James T. Smith is the Senior Deputy Assistant Administrator for the Bureau for Economic Growth, Agriculture and Trade, U.S. Agency for International Development (USAID). He assumed this position in October 2003, and is directly responsible for supervising the Offices of Economic Growth, Poverty Reduction, Education and Development Credit. A member of the Senior Foreign Service, Smith has 29 years of experience at USAID.  He joined the Agency as an International Development Intern in 1977. From 1998 to 2003, he served as Director of the Development Planning Office in the Bureau for Africa, responsible for strategic planning and resource allocation.  From 1994 to 1998, he was Deputy Director for USAID's mission in Mozambique with a portfolio of more than $60 million annually and a staff of over 100 employees. From 1989 to 1994, he served as the Africa Bureau’s Senior Economist, traveling widely throughout Africa in support of USAID programs.  Smith also served as Program Economist in Morocco (1983-1989) and Burkina Faso (1978-1983).

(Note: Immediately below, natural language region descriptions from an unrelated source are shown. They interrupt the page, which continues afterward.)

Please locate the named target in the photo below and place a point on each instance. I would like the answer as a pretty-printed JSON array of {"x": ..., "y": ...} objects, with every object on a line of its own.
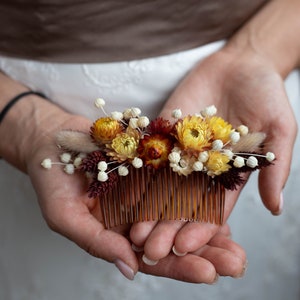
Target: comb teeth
[{"x": 151, "y": 195}]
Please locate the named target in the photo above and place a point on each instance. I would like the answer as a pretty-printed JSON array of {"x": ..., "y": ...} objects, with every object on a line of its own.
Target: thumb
[{"x": 273, "y": 178}]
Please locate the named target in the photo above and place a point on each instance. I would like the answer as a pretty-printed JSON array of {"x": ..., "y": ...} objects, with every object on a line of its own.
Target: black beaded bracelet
[{"x": 13, "y": 101}]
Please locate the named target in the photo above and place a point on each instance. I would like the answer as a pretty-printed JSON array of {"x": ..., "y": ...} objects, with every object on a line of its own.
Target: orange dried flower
[
  {"x": 193, "y": 133},
  {"x": 154, "y": 150},
  {"x": 105, "y": 129}
]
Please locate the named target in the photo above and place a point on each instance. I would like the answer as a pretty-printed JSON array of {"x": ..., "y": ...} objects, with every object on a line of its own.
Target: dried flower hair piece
[{"x": 152, "y": 170}]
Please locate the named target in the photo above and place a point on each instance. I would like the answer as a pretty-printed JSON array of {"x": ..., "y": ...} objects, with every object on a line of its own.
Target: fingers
[
  {"x": 189, "y": 268},
  {"x": 220, "y": 256},
  {"x": 273, "y": 178},
  {"x": 159, "y": 242}
]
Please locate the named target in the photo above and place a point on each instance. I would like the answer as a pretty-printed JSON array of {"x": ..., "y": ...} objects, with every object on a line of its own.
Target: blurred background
[{"x": 38, "y": 264}]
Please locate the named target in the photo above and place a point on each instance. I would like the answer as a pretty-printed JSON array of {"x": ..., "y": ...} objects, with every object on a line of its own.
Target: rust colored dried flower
[
  {"x": 193, "y": 133},
  {"x": 154, "y": 150},
  {"x": 105, "y": 129}
]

Richard Manning is Chair of the OECD's Development Assistance Committee (DAC).  He took up his duties on 16 June 2003. Mr. Manning was former Director General for Policy at the UK Department for International Development (DFID). He worked for DFID and its predecessor agencies from 1965 to 2003, including periods spent serving in West Africa and South East Asia, and as Alternate Executive Director at the World Bank. Before becoming Chair, Mr Manning worked with the DAC over many years, and was from 2001 to early 2003 Chair of the DAC Task Force on Aid Practices which produced a report on "Harmonising Donor Practices for Effective Aid Delivery" ahead of the High Level Forum in Rome in February 2003. In March 2005 he was Co-Chair at the Paris High Level Forum on Aid Effectiveness.